Un décret du 5 février 2015 est venu préciser la procédure de blocage administratif des sites incitant à la commission d’actes de terrorisme, en faisant l’apologie ou diffusant des contenus pédopornographiques prévue par la loi du 13 novembre 2014. La liste des adresses à bloquer sera établie par l’Office central de lutte contre la criminalité liée aux technologies de l’information et de la communication, et transmise aux fournisseurs d’accès à internet. Ces derniers auront vingt-quatre heures pour empêcher l’accès à ces sites “par tout moyen approprié”. Le décret prévoit également les modalités de la compensation financière allouée par l’Etat aux FAI à raison des charges que cette procédure fait peser sur eux.
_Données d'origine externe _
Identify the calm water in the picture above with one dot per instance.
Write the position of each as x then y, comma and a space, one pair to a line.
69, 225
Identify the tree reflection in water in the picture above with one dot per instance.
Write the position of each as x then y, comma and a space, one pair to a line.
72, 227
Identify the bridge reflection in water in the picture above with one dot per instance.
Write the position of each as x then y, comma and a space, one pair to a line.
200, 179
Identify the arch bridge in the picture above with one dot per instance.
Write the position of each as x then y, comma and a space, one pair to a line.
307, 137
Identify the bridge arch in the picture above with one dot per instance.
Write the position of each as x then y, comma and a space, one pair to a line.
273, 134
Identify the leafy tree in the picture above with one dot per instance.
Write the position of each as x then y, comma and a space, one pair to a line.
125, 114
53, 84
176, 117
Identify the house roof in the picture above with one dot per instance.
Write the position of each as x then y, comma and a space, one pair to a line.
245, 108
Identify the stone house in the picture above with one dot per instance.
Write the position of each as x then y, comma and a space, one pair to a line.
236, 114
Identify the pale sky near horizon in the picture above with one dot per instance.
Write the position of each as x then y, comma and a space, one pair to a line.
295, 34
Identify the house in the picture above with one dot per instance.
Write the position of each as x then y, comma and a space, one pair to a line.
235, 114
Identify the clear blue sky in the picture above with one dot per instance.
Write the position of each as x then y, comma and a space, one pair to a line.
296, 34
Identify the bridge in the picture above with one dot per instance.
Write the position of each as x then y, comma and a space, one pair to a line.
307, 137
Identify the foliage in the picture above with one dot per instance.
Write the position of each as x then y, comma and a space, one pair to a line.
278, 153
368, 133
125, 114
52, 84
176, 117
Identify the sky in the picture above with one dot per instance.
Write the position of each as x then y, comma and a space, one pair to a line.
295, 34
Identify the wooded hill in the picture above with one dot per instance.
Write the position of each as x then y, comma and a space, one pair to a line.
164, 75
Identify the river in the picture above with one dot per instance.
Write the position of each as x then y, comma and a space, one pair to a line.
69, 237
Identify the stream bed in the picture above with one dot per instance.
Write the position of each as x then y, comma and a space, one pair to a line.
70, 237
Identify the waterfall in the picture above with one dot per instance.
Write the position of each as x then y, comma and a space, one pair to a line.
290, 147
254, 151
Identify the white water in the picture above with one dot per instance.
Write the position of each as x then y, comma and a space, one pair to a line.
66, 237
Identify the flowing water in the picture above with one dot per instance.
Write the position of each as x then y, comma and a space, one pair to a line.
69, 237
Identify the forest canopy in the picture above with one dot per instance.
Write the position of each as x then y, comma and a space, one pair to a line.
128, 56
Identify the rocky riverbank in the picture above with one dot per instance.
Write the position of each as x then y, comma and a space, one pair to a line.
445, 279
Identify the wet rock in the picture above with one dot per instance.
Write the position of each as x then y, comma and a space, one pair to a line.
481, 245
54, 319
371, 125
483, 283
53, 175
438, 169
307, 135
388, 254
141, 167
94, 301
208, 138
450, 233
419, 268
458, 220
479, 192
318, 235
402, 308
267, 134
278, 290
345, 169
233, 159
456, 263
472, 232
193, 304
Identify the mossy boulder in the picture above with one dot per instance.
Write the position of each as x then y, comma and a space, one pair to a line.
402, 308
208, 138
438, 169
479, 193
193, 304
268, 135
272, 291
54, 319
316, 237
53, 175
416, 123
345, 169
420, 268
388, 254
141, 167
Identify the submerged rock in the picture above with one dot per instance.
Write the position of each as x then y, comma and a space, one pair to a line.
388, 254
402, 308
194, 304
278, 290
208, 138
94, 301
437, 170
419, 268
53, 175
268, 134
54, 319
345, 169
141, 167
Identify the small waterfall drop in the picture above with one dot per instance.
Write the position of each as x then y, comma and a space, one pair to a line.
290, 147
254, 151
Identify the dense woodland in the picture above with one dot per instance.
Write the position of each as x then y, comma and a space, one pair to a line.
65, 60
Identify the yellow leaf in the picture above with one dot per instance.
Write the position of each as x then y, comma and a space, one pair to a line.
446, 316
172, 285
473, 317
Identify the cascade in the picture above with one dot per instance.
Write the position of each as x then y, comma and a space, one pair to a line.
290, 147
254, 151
Pour lire le décret sur Légifrance

Mesures de blocage prononcées à l’encontre de sites de « peer-to-peer » et de « streaming »
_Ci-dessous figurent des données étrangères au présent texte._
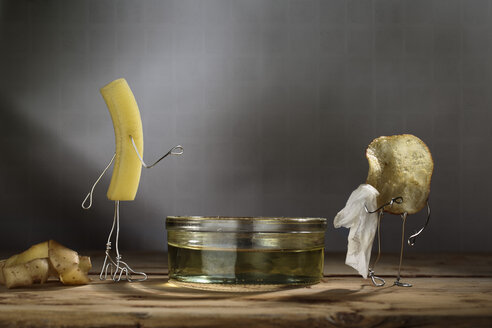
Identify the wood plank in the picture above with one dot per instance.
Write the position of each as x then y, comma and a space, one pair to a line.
345, 301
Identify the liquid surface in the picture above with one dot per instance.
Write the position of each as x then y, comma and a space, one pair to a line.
246, 267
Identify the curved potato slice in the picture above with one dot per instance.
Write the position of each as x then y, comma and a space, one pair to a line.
126, 122
400, 165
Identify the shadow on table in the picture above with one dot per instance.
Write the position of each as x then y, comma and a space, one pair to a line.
163, 289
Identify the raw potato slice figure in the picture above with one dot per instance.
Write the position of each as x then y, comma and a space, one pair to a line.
400, 165
126, 122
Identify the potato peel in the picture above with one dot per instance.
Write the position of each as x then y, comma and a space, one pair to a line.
42, 261
400, 166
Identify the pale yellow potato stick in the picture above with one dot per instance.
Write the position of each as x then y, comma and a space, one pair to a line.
127, 122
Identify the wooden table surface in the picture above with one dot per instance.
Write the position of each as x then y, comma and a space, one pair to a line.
452, 290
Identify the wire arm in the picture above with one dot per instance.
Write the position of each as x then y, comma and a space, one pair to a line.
412, 238
176, 150
396, 200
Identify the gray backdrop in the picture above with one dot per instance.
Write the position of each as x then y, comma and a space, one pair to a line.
273, 101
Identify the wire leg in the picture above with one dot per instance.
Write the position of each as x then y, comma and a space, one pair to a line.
397, 281
377, 281
117, 268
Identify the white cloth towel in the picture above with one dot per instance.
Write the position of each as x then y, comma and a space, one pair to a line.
362, 226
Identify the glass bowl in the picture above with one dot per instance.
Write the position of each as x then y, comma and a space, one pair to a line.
245, 250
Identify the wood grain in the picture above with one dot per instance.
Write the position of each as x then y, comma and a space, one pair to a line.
338, 301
Par une ordonnance en référé du 4 décembre 2014, le TGI de Paris a fait droit aux demandes d’une société de gestion collective de droits d’auteur tendant à ce que soit ordonné le blocage de sites par les principaux FAI, en raison de la mise à disposition non autorisée de phonogrammes de son répertoire au public. Le Président du TGI a ordonné à ces FAI la mise en œuvre "de toutes mesures propres à empêcher l’accès (…) notamment par le blocage des noms de domaines" des sites limitativement fixés dans la décision. Il est rappelé que toutes mesures touchant un autre site devront être autorisées par le juge judiciaire, "les FAI n’ayant pas l’obligation de surveillance des contenus".

Pour lire l’ordonnance sur Legalis.net

Blocage en référé de sites internet offrant des services financiers

Par une ordonnance de référé du 22 septembre 2014, le Président du Tribunal de grande instance de Paris a ordonné le blocage depuis la France de deux sites internet suisses offrant des services financiers en langue française alors qu’ils ne disposaient pas de l’agrément pour exercer une telle activité en application des dispositions du Code monétaire et financier. Après avoir mis en demeure les principaux FAI français, l’éditeur et les hébergeurs de ces sites d’en empêcher l’accès depuis la France, le Président de l’Autorité des marchés financiers a saisi le juge des référés. Celui-ci a enjoint les hébergeurs de ces sites de "mettre en œuvre toute mesure propre à empêcher l'accès, à partir du territoire français, au contenu" des sites litigieux dans un délai de huit jours à compter de la signification de l’ordonnance. En cas d'inexécution, l’ordonnance ajoute que cette obligation incombera subsidiairement aux FAI français. Pour lire l’ordonnance sur Legalis.net

Avis du Conseil National du Numérique sur le projet de loi relatif à la lutte contre le terrorisme sur internet

Dans son avis consultatif du 16 juillet 2014 relatif à l'article 9 du projet de loi renforçant les dispositions relatives à la lutte contre le terrorisme, le Conseil national du numérique s'est prononcé sur les mesures de blocage, sans contrôle judiciaire préalable, prévues pour les "sites diffusant des propos ou images provoquant à la commission d’actes terroristes ou en faisant l’apologie". Considérant que les blocages sont "facilement contournables (…) puisqu'ils ne permettent pas de supprimer le contenu à la source", le Conseil estime que le dispositif envisagé est "inefficace" et "inadapté". De plus, les mesures de blocage n'offriraient pas "de garanties suffisantes en matière de libertés" et présenteraient "un risque réel de dérives vers le délit d'opinion" en raison de l'interprétation subjective à laquelle prêtent les notions de commission d'actes terroristes ou de leur apologie.